Similar to 3 sub-chess pieces, 1 game function is implemented to series the game flow, and 1 menu function is also written to increase user friendliness. The code is as follows:

``````
printf("======================\n");
printf("====== 1. start ======\n");
printf("====== 0. exit ======\n");
printf("======================\n");
int option = -1;
scanf("%d", &option);
return option;
}

void game(){
char gameMap[ROW][COL] = { ' ' };
char mineMap[ROW][COL] = { ' ' };
srand((unsigned int)time(0));
init(gameMap, mineMap);
int openedBlockCount = 0;
while (1){
printMap(mineMap);
printf("=================================\n");
printMap(gameMap);
int row = 0;
int col = 0;
printf(" Please enter coordinates (row col)# ");
scanf("%d %d", &row, &col);
if (row < 0 || row >= ROW || col < 0 || col >= COL) {
printf(" Input is wrong !\n");
continue;
}
if (gameMap[row][col] != '*') {
printf(" This coordinate has been flipped !\n");
continue;
}
if (mineMap[row][col] == '1') {
printf(" Step on the ray ! Game over ...\n");
printMap(mineMap);
break;
}
else{
updateGameMap(gameMap, mineMap, row, col);
openedBlockCount++;
if (openedBlockCount == ROW*COL - MINE_COUNT){
printf(" You win! \n");
printMap(mineMap);
break;
}
}
}
}

int main(){

while (1){
system("cls");
if (option == 1){
game();
break;
}
else if (option == 0){
break;
}
else{
printf(" Input is wrong !\n");
}
}

system("pause");
return 0;
}``````

conclusion

The focus of minesweeper is still on the "modeling" process, which translates the rules of the game into the logic of the program.
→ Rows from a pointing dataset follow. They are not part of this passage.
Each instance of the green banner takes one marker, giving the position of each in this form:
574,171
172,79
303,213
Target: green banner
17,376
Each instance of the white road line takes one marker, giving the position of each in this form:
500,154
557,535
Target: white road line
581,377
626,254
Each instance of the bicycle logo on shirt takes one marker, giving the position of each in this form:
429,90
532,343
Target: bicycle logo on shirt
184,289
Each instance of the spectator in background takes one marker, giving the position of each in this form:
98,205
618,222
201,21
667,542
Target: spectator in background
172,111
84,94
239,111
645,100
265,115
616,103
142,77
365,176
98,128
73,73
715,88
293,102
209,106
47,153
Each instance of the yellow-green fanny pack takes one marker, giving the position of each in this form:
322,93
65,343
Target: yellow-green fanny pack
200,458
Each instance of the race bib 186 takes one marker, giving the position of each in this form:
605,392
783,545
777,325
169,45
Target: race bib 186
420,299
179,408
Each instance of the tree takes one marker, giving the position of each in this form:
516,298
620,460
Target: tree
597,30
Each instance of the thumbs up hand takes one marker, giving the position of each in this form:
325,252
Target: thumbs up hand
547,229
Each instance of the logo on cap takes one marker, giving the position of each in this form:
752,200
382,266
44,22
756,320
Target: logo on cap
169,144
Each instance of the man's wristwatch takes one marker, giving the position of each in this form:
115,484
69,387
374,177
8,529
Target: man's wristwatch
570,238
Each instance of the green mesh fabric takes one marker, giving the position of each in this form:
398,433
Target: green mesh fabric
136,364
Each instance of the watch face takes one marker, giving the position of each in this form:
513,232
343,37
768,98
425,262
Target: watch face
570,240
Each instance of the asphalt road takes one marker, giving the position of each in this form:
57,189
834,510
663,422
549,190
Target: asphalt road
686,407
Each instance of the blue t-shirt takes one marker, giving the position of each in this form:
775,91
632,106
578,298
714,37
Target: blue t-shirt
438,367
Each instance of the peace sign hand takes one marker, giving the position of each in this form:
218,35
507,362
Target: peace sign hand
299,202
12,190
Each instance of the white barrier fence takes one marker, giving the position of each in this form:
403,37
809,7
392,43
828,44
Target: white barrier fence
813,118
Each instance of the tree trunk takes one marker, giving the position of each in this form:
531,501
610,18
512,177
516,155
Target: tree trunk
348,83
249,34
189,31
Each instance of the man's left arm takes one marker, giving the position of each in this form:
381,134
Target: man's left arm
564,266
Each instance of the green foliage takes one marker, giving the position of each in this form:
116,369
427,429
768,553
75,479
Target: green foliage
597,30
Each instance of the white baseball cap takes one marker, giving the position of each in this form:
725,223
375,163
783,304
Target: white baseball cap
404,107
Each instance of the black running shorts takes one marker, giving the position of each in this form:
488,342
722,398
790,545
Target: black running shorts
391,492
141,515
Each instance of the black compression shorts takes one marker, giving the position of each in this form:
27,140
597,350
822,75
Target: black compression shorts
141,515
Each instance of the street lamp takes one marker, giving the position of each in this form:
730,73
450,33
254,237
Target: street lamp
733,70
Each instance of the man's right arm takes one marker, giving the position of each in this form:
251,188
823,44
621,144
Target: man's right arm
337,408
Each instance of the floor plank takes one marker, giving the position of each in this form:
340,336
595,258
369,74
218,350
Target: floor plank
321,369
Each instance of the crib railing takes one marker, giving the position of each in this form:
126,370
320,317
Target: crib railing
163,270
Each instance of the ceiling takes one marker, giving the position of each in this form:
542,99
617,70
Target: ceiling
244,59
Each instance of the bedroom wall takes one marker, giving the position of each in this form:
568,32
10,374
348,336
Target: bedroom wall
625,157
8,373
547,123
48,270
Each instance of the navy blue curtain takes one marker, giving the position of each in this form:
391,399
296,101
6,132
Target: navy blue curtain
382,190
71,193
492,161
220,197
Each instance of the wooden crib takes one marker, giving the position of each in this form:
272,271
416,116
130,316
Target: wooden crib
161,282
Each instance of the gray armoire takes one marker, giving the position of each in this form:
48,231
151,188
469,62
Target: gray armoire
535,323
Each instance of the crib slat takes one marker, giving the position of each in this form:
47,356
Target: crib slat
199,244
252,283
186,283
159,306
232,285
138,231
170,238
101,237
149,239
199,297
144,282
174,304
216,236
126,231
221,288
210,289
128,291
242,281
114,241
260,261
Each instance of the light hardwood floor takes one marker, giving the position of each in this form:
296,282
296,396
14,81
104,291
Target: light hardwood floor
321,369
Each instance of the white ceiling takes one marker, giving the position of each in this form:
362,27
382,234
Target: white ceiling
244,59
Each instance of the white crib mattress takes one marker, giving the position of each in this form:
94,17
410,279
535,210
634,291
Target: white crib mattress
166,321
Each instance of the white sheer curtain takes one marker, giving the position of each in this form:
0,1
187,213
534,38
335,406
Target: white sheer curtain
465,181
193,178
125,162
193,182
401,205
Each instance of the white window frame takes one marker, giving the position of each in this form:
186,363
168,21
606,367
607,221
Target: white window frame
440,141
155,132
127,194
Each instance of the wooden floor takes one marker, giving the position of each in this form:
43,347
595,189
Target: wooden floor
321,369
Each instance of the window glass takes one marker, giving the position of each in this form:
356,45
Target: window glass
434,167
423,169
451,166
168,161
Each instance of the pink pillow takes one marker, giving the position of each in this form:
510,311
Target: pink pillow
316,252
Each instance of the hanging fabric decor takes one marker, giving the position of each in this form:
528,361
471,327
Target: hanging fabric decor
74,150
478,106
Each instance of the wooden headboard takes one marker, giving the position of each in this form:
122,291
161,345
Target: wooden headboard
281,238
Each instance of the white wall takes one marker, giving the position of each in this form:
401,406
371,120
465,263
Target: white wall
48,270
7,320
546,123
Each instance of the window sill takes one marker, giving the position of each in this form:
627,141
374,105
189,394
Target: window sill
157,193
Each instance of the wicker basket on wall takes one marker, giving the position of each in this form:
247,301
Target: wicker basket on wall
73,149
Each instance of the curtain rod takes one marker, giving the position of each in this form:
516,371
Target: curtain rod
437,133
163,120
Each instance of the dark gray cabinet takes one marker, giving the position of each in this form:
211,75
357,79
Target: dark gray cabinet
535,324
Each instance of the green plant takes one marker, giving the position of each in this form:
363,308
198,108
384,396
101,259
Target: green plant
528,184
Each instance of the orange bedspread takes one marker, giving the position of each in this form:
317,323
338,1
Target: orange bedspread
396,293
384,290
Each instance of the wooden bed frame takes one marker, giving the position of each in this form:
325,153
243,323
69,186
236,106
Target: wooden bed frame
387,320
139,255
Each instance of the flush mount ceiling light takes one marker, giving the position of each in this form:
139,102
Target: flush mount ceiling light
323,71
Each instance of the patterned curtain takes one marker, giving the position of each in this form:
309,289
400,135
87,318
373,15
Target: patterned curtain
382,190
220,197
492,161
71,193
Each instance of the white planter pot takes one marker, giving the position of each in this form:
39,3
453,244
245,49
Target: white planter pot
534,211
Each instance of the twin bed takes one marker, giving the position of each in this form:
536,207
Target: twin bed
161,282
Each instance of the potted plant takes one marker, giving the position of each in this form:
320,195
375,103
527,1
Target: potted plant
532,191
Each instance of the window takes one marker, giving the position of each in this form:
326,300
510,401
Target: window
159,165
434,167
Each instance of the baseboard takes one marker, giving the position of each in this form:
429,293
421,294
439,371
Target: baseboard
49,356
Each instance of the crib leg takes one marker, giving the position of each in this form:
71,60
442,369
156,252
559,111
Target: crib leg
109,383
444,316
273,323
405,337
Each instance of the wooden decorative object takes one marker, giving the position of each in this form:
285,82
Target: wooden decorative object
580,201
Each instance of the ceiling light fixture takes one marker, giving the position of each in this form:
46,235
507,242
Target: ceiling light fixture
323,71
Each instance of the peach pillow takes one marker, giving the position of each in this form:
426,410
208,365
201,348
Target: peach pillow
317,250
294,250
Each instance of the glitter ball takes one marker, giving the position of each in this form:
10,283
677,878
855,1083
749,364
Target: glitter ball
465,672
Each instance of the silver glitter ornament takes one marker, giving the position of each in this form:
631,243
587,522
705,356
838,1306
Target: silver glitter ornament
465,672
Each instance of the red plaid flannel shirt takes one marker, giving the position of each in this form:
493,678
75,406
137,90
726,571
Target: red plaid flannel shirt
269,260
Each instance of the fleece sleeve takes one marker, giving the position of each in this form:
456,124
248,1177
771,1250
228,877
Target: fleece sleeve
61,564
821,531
There are two main difficulties with writing code. First of all, how to represent a map grid "thunder", "no thunder", "open", "not opened" these four states. Obviously, it is difficult to solve this problem with one map, hence the two maps described above. Second, when debugging automatic expansion, I directly encountered the problem of stackoverflow, and no problem was found when setting breakpoints to check the running logic of the code. Later, after 3 checks, it was found that has not been opened the lattice skipped. In this case, there is no end condition for recursion, resulting in stack overflow.